Chinese pianist Lang Lang turned thirty in 2012, the year
he made this album. Turning thirty has become something of a rite of passage
for most folks, a transition from youth into adulthood. So, might we expect a
more-mature Lang Lang in this program of solo Chopin selections the pianist
calls The Chopin Album?
Lang Lang has become something of a phenomenon the past
few decades, an international superstar beloved of millions of classical and
nonclassical fans alike. There is no doubting his technical skill and
virtuosity, but his actual musicianship, his artistic sensitivity, has shown
its ups and downs. Of the several of his albums I’ve listened to, he has not
exactly bowled me over. In his Rachmaninov performances (DG), I thought he was
more than a little bland, and while his Liszt album (Sony) seemed more robust,
its sound failed to impress me.
In preparation for listening to Lang Lang’s selection of
Chopin pieces, I first listened to a few minutes from several old favorite
Chopin interpreters: Arthur Rubinstein, Maurizo Pollini, Idil Biret, and Van
Cliburn. Now, I understand that some critics refuse to make comparisons and insist
upon evaluating all musicians and performances on their own merits rather than
upon how they stack up against someone or something else. While I agree in
part, I don’t think one can make any critical judgments without comparisons. It
is, after, by virtue of comparison that we understand the world around us: We
cannot know “big” without knowing “small.” We cannot tell short or tall unless
we have an understanding through experience of all sorts of heights. We cannot
know if a car handles well or badly unless we have driven any number of cars. I
remember back in the Fifties and early Sixties how the little Volkswagen Bug
amazed many American drivers with its seemingly fantastic handling because the
only cars most Americans had ever driven were big, ungainly Detroit beasts. The
first time I drove a rear-engine Bug, it scared the daylights out of me it
cornered so poorly because I was driving an MGA roadster in those days. So,
yeah, I believe comparisons sometimes help in one’s decision-making.
Lang Lang begins his album with Chopin’s second set of
twelve Etudes, Op. 25, which he plays
with great enthusiasm, if not always with the kind of insight or feeling I had
hoped for and invited the first of several comparisons. Here, I compared Lang
Lang’s rendering of the Étude No. 11 in A
minor, “Winter Wind,” to that of Van Cliburn, where Cliburn sounds urgent
and exciting and Lang Lang more sentimental and extroverted. It was the
beginning of various such comparisons that followed a similar pattern.
In the Nocturne in F
major, No. 1, Op. 15, Maurizo Pollini is light, graceful, passionate, warm,
and personal. Lang Lang appears merely to be generating a series of well-played
notes, without much of the personal appeal or soul of Pollini’s interpretation.
In the Grand Waltz Brillante in E-flat
major, Op. 18, Idil Biret’s reading seems more filled with energy and
communication; with Lang Lang we get more pushing and pulling of the music,
speeding up and slowing down, with yet not quite the energy of Ms. Biret.

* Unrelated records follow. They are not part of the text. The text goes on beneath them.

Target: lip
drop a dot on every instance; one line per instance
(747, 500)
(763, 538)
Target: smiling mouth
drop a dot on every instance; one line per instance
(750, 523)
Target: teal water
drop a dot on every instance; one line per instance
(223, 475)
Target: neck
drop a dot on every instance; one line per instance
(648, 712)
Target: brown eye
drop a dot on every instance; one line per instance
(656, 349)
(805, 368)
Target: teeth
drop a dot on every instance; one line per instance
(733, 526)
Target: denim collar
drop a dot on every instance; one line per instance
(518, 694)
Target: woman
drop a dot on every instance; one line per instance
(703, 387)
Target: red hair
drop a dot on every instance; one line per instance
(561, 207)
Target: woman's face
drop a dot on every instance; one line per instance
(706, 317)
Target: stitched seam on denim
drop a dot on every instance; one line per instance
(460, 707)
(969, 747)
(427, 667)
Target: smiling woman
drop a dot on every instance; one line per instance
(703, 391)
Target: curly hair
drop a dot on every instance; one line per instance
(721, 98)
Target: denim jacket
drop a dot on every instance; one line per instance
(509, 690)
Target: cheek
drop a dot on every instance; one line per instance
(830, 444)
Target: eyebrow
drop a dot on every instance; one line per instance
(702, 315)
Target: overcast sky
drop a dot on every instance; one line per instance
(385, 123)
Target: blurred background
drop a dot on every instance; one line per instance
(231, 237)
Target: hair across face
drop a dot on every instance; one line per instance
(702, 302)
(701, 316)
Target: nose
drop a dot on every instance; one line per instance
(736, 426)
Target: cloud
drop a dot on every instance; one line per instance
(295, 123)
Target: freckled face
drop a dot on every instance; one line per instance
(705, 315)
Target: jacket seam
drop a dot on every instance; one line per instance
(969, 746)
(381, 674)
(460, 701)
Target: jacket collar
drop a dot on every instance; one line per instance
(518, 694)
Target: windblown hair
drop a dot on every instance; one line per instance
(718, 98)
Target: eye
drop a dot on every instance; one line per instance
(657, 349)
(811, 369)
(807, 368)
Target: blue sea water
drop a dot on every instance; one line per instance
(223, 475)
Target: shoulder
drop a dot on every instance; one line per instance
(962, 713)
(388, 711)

Still, Lang Lang plays the piece quite smoothly, almost effortlessly.
In the Waltz in D-flat
major, Op. 64, the famous “Minute Waltz,” Arthur Rubinstein is
ultrasophisticated and suave; we experience genuine feeling in the music
without the performance ever seeming over-the-top. Lang Lang, on the other
hand, is dazzling, as we would expect, but not nearly as intimate. Then, in the
Nocturne in E-flat major, No. 2, Op.
55, Pollini is rich and eloquent, whereas Lang Lang doesn’t sound as though he
is playing the same piece of music, he takes it so slowly and dreamily.
A booklet note where Lang Lang speaks to Gramophone editor James Jolly tells us
that for Lang Lang, “‘I’d no idea there were so many ways of expressing
emotions.’ And Chopin, for Lang Lang, is a composer all about emotion.”
Certainly, the pianist conveys emotion, probably better in these Chopin pieces
than in the previous albums I’ve heard from him. Yet one is also probably
better off hearing his interpretations by themselves, without making comparisons
to cloud one’s appreciation.
Don’t get me wrong; I think Lang Lang is a very fine
pianist, just maybe not a great one yet. For the time being, I’ll stick to my
old favorites.
Sony made most of the recording in the Rundfunk-Zentrum,
Berlin, in 2012, except the final track, Tristesse,
from the movie The Flying Machine,
featuring a vocal by the Danish singer-songwriter Oh Land. In the first
nineteen tracks, Lang Lang’s piano sounds well judged, clear and focused, with
good body and impact. It isn’t quite as resonant as the piano sound in the
comparisons I made, but it holds up well enough.
JJP
Great review! You have no idea how happy I am to have stumbled across your blog!